Wednesday, August 31, 2022
'WHO WORKS HERE?!'
Here's another photo from my walk on Saturday. This really shows the gritty urban reality of certain stretches of the Grand Union Canal, with the graffiti, the mysterious pile of garbage by the bench (no idea why that's there) and the train running over the bridge.
I have to be at work early this morning because we're closing early this afternoon -- so my hours are shifting. Something about a meeting in the library space. Yesterday was busy as all get-out, with new students being introduced to the library, and all the sixth graders going on a scavenger hunt that required them to run up to my desk in groups of four or five and yell "WHO WORKS HERE?!" at the TOP OF THEIR LUNGS. (They were supposed to list the librarians' names on their scavenger hunt form.) I also finally got departed patrons deleted from the Lower School system, and I've been working on getting back copies of the student newspapers bound into books for our archives, so I was e-mailing back and forth with a bindery in Southwark.
On the home front, I had to schedule our annual gas safety inspection, and I was e-mailing our landlord to ask about tree-trimming in the back garden. We have a green light to go forward with that; now I've got to call a tree service and have them come and give us an estimate.
Dave, meanwhile, was getting a PET scan to help determine the cause of his hand tremors. He said the experience was pretty interesting; apparently it involves being injected with radioactive glucose (I think?) from a lead-covered syringe and then lying in a full-body scanner. I asked whether Olga and I could safely sleep next to him -- I remember when my cat got a radioactive iodine treatment they told me not to sleep with her for a few weeks, a request I ignored -- but Dave assured me it wasn't a problem. (Famous last words.)
So, yeah, a little bit of activity around here.
This is Olga's newest trick -- lying on top of plants in the flower bed. That's a phlox right under her back. I have no idea why she's started this but suddenly she thinks this spot is the best place in the world to be.

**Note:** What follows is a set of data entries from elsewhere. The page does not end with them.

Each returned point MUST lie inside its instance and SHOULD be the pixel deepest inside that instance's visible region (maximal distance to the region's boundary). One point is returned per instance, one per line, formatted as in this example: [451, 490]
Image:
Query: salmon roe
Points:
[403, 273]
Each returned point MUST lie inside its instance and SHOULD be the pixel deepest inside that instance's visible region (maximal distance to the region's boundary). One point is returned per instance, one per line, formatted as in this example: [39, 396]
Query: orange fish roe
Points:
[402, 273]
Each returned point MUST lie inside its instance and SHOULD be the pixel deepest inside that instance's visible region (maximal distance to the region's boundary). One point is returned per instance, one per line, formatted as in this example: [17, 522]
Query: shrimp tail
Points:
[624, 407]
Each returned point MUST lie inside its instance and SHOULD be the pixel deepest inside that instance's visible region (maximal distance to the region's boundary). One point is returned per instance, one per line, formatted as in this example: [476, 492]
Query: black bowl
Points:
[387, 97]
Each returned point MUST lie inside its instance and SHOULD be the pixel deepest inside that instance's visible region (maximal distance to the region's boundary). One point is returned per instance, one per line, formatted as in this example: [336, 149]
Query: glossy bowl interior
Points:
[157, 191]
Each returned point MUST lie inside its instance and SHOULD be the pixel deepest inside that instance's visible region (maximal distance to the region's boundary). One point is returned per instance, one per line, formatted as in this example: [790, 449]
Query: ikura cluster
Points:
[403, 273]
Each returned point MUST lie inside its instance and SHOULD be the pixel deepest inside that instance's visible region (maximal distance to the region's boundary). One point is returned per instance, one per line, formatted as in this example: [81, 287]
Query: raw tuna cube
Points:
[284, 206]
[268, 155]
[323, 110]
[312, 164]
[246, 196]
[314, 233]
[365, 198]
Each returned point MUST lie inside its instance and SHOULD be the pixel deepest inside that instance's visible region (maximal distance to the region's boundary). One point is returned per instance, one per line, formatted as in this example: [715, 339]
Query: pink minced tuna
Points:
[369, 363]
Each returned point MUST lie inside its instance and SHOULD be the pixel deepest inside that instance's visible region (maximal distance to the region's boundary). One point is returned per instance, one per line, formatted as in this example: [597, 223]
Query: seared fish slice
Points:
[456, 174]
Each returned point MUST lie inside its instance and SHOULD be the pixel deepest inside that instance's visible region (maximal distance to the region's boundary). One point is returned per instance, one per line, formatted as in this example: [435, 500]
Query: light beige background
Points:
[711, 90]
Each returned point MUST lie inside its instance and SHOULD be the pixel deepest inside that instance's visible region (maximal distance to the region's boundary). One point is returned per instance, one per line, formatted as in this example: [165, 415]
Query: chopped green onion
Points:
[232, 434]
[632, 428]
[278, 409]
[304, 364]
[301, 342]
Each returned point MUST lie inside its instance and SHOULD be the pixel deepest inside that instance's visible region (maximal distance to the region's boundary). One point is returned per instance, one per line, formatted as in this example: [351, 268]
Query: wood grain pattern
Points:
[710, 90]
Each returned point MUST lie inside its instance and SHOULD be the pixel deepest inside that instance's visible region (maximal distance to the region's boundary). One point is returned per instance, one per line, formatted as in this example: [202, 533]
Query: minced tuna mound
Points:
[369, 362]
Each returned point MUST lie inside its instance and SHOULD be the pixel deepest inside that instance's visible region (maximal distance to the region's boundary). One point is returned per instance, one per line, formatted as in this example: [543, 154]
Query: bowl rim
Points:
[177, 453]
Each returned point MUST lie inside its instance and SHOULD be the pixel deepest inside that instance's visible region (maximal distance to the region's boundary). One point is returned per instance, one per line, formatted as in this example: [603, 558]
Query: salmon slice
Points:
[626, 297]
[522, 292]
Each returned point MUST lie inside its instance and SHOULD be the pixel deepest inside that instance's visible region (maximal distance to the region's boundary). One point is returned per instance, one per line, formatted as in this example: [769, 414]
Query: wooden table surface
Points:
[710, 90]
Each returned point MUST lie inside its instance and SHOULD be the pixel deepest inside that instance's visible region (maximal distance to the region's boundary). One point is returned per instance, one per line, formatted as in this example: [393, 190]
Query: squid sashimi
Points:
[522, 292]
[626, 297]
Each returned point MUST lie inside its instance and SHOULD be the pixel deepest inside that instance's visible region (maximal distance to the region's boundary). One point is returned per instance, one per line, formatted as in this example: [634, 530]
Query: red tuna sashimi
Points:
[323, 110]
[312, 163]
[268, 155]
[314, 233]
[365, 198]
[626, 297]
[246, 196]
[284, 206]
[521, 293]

I will leave you with some quintessentially 21st-century food for thought. Do you know those Google ads that appear on web sites, and say things like "Click now to see this video before it's banned" with a slightly provocative picture, or "Do this secret thing to improve your hearing -- they hide this from you"? It's called "clickbait":
Here are four common examples: Doctors are stunned by mysterious weight-loss vegetable (often with a picture of some food that's not a vegetable, or in this case, run-of-the-mill lemonade); Beautiful twins, then and now, ALWAYS with girl twins who look like they've been created by CGI; Puppies that allegedly turn out not to be dogs; Dangerous animals with a photo of some unidentifiable thing that may or may not be an animal. There's also the man who saves the bear cubs and mama bear does an amazing thing, or the most dangerous bridges in the world, or five places people die taking selfies, blah blah blah.
Anyway, I never click these ads, but I'm intrigued by the way they're constructed to draw us in. Evidently everyone's looking for easy weight loss (nothing new there) and we're all seduced by peril. We want to see "forbidden" videos that might be racy and we believe that experts (the famous "they") hide valuable knowledge from us. Sex, beauty, risk -- the marketer's trifecta.
They're like miniature experiments in psychology. Still, don't click them. They'll just stack your computer with useless cookies, pop-up ads and malware. Does everyone else see these same ads, or am I alone in getting weight-loss vegetables and dogs-that-aren't?